Un divorcio berlinés
Además de exorcizar la experiencia terrible de su propio divorcio, esta separación puede leerse quizá también como una alegoría de un país que se resquebraja. Y es que Possession fue rodada en Alemania, concretamente en el Berlín Occidental, y el muro que dividía a los berlineses está presente en la cinta. Los escenarios son fríos, sucios, grises y decadentes. La elección de esta localización para el rodaje me da que no fue casual. El director vivía en Francia, a donde se había exiliado para evitar la censura de su Polonia natal, y se le propuso rodar en New York. Pero escogió Berlín.

Una possession sobrecogedora
Algunas secuencias de Possession son brutalmente impactantes, como:
- Cuando Mark (Sam Neill), tras la separación inicial, se pasa 3 semanas en shock y sin salir de su habitación. Su aspecto es un poema macabro: tiene barba descuidada, está todo sudado, sucio, demacrado y con la voz rota por completo.
- El intento de Anna (Isabelle Adjani) de lanzarse a un camión en marcha, previo momento en el que ella está en plena calle con la boca ensangrentada y discutiendo a gritos con Mark.
- Las automutilaciones con el cuchillo mecánico.

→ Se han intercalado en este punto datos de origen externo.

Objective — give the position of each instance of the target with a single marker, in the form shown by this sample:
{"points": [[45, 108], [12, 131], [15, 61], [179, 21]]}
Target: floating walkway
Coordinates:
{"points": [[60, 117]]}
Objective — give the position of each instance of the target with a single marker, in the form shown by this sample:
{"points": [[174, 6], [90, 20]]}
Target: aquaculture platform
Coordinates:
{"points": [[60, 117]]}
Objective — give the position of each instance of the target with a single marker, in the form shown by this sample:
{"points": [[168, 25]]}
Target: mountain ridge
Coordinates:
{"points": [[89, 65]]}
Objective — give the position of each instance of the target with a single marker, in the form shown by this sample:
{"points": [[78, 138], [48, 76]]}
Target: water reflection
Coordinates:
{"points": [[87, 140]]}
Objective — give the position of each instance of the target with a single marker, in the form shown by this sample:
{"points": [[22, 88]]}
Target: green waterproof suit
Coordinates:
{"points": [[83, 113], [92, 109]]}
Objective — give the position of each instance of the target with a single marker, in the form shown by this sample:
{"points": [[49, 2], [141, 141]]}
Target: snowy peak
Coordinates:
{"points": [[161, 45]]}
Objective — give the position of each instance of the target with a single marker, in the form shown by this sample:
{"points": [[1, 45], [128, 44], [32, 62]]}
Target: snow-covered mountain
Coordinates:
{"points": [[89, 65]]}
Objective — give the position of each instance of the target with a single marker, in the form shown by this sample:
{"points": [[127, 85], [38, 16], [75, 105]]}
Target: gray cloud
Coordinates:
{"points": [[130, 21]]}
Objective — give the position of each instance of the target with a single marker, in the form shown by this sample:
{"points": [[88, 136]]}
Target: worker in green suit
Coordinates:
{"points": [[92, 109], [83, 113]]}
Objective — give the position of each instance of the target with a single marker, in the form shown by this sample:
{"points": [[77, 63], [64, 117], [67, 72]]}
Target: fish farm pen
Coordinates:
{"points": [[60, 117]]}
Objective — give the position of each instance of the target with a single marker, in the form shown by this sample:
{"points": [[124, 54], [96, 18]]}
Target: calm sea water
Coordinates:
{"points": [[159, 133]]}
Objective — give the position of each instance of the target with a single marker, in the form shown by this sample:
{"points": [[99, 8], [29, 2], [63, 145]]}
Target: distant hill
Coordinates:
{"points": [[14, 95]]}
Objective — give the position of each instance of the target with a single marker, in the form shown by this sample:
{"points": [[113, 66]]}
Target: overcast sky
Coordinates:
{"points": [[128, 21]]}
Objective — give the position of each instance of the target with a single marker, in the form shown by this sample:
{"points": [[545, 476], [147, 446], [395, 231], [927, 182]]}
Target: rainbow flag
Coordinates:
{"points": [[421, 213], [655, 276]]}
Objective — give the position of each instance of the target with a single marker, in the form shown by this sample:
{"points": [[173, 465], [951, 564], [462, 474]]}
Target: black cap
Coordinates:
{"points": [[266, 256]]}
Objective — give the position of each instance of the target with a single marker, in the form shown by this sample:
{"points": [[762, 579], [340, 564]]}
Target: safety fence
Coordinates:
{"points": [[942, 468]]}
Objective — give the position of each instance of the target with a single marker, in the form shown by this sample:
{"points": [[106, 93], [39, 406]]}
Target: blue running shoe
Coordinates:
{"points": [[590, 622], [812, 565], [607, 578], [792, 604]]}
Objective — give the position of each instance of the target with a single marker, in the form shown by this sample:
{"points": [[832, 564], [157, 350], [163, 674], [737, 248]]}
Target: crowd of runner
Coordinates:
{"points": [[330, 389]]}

- Todas las discusiones, a berridos y muy salidas de madre, así como los intercambios de bofetadas y agresiones varias.
- Por supuesto, la escena en el metro en la que a Anna le da un jamacuco, un ataque de histeria y algo más… En esta secuencia la actriz quizá se pase un poco de la raya, o puede que no. Como dijo Javier Cansado: los actores están tan expuestos, son tan vulnerables… La suya es una profesión muy delicada, caminan por la cuerda floja y una misma actuación puede parecer colosal a un espectador, o demasiada exagerada para otro. Aquí lo que hace Adjani tiene un mérito innegable, es un despliegue de energía abrumador.
Por Possession la actriz Isabelle Adjani fue reconocida como mejor intérprete en el Festival de Cannes.

En su recta final, la peli terminará en un éxtasis de sangre, locura, asesinatos, más violencia y muerte. Y con alguna escena realmente grotesca entremedias. El cóctel no está exento de una ambigüedad desconcertante pero efectiva y perturbadora. Kafkiana incluso.
Quedan preguntas sin respuesta e insinuaciones que dan que pensar. Pero para mí eso está bien, no necesito saberlo todo ni entenderlo todo para disfrutar una película.